At an altitude of over 1,000m, Tam Dao was once home to over 200 French villas, a collection of hotels and restaurants, a swimming pool and even a dance auditorium all coming together to form northern Vietnam’s first hill station and health spa. Today, while the pool may be empty and the 1920s ball gowns off the scene, Tam Dao retains an element of charm and a welcome respite from the oft-well heated plains below, over which Tam Dao offers some splendid views.
Most of Tam Dao was destroyed by the Viet Minh in their war with the French but you can still see a few relics of the French presence here, including the empty pool and a few of the more dilapidated villas. But the villas are all going the way of the dodo and their more modern replacements are far from charming. Best described as a half fishbowl wedged onto a hilltop, Tam Dao Hill Station backs onto a large pine forest. The centre of town is marked by the park, with the com pho places and the large hotels behind it. Sitting over the drop onto the plains sits a decrepit, rundown hotel, from the roof of which a splendid view can be enjoyed of the plains below. As you sit there, you can imagine the balls and parties that would have been held on this rooftop back when the French still ran the place.
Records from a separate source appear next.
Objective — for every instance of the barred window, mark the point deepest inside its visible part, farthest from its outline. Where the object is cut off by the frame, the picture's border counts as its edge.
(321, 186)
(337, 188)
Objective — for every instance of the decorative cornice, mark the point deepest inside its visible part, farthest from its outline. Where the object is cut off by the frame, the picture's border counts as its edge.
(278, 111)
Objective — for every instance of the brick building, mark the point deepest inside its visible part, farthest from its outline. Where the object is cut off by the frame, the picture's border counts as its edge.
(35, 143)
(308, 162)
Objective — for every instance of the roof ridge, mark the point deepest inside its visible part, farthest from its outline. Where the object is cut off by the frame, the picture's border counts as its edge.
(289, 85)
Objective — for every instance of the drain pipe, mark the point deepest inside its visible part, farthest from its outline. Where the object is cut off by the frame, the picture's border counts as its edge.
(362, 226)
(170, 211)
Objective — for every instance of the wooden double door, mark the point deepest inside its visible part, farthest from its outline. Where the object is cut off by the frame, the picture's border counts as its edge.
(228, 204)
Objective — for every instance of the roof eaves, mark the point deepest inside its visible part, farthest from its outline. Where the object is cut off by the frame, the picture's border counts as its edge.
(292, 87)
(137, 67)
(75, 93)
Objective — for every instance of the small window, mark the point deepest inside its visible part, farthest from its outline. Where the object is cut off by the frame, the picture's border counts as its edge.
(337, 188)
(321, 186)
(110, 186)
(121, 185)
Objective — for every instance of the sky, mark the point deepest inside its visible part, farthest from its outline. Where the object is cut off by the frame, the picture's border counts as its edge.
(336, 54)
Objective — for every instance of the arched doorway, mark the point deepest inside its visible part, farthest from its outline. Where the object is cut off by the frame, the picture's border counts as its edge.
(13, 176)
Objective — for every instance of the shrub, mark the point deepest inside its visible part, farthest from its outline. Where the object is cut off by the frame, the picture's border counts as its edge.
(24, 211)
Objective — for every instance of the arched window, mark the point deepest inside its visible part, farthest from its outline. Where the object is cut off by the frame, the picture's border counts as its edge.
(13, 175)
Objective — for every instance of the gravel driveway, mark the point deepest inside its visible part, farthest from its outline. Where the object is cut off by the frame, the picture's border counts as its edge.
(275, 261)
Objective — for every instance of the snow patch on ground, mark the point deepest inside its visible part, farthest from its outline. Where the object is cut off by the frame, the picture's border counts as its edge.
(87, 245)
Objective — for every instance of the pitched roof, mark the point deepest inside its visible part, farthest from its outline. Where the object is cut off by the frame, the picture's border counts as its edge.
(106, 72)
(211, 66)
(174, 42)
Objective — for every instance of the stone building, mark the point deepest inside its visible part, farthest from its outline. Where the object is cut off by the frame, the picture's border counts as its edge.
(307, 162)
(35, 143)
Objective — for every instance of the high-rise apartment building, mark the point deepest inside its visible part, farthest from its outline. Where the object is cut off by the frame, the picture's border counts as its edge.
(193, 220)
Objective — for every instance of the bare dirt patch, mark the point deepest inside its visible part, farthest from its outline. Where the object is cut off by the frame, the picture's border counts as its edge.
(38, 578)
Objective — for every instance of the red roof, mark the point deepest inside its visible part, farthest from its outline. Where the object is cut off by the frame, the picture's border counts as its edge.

A new golf course and villa complex is being built on the road up to Tam Dao’s peak. At present it offers nine holes with plans to complete the other nine before October 2006. It represents quite a spectacle contrasting bright pitch perfect lawns and greens with the hills overlooking the course. Conical hatted caddies can accompany you as you putt around the course and although incomplete it offers some fantastic golf for enthusiasts eager to hit a small white ball away from themselves. Final plans for the resort include a professional pro shop, resort-style hotel, villas, restaurants and shops.